If nothing else, the scandal and resignation of New York Governor Eliot Spitzer this past week has brought up a fascinating and almost 100 year federal law commonly known as the Mann Act.  Officially named the United States White-Slave Traffic Act, the intent behind the law was to prevent the interstate transport of females for “immoral purposes.”  Such historical luminaries such as Charlie Chaplin, Chuck Berry and Jack Johnson have all been targets of prosecution under this law.

Of course, many cynics would point out that ex-Governor Spitzer’s situation is just the latest example of an improper and immoral “man act.”  Specifically limiting the examples to our profession, Eliot Spitzer joins a list of prominent lawyers/politicians such as Clarence Thomas, Gary Hart, Bill Clinton, Jim McGreevey and others who have been implicated in inappropriate sexual behavior with someone other than their wife.   Some would say it’s something endemic to people in their position and power, and maybe there is something to that theory.  For many of those implicated, it has not been a case of having marital problems at home.  In fact, you can watch just about every press conference after these scandals and notice the wife standing by her man like Tammy Wynette.  Instead, they become involved in these activities because they have the money, power and opportunity to do so.  Some people with the means become involved in drugs; others choose different vices and temptations.  In none of these cases has the alleged activity ever been properly justified or defended.

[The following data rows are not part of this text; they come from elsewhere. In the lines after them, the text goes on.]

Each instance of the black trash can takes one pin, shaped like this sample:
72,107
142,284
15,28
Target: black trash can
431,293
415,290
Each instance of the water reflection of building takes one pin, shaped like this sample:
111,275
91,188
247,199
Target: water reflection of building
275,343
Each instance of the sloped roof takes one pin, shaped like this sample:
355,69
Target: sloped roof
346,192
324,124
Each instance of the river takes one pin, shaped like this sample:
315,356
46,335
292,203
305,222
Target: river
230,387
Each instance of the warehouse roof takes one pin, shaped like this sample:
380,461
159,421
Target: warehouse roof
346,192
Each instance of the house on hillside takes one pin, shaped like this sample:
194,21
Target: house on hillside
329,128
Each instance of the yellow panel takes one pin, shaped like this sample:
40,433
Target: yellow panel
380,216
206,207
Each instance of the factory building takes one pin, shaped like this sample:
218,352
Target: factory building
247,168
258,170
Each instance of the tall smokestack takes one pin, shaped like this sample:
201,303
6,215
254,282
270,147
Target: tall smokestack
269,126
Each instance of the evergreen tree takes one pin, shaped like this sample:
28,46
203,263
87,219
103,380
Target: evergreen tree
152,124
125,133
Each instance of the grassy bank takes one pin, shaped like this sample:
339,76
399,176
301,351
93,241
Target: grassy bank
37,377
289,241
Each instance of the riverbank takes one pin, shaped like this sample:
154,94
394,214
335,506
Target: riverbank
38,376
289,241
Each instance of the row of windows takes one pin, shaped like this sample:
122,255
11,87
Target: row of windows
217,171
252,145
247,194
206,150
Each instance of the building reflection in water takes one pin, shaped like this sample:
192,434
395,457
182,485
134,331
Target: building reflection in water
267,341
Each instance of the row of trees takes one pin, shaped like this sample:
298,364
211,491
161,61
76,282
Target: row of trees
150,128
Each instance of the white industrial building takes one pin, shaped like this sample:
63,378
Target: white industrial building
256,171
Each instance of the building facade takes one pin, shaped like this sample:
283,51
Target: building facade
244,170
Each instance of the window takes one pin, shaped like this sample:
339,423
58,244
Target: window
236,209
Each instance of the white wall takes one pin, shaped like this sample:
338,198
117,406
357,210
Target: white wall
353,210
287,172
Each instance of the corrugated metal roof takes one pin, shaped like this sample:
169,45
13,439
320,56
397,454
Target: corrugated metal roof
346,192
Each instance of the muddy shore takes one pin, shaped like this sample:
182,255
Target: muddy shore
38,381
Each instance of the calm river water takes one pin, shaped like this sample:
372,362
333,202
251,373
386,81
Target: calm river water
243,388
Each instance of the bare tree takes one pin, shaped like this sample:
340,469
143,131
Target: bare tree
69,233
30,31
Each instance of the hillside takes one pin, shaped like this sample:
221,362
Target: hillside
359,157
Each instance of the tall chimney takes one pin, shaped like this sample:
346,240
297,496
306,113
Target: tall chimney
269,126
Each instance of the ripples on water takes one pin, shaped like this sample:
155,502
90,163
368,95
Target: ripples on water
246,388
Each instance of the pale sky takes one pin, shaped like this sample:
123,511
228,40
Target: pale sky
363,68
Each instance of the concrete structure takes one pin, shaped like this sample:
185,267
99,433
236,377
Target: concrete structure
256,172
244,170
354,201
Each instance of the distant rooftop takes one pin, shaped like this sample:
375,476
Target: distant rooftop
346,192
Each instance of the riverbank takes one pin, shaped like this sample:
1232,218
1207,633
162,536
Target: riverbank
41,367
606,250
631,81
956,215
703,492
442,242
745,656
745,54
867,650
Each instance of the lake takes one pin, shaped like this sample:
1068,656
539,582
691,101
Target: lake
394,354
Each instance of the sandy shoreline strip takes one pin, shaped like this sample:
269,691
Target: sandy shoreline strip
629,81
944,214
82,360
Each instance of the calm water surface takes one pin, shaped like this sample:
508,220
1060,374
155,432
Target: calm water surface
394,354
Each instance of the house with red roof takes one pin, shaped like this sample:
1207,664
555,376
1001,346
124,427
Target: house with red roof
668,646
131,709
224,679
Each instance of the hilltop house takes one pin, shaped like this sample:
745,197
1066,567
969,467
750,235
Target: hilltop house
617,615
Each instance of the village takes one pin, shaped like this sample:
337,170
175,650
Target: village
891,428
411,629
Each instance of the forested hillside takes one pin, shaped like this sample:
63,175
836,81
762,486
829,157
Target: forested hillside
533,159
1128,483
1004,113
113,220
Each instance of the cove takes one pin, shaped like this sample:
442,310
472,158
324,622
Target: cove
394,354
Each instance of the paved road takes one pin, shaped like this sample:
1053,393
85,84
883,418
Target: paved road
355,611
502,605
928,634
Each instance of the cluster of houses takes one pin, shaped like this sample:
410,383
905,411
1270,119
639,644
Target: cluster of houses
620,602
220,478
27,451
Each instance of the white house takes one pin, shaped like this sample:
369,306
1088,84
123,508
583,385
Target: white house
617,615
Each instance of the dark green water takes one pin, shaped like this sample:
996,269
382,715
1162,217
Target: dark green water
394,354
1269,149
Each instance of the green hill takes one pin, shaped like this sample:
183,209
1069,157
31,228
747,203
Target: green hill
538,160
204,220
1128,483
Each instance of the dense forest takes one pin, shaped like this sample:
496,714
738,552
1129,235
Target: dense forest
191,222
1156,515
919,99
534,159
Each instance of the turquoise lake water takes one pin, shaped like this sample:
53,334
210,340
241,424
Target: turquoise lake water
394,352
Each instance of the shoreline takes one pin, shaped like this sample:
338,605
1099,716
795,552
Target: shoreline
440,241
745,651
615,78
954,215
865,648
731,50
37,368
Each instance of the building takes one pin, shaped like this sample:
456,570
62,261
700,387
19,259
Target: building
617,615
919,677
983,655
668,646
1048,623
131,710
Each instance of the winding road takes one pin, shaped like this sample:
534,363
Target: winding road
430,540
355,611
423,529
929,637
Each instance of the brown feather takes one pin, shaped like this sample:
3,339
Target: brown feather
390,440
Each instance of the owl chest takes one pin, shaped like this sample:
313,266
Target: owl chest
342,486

The typical Philadelphia young lawyer doesn’t have the same money, power or opportunity to get into nearly as much hot water.  Our status, however, does still require us to act responsibly and avoid trouble.  Ex-Governor Spitzer noted this past week that he acted in a way that violated his obligations to his office and family.  We too must be mindful of our many obligations.  Avoiding escort services is probably a good start.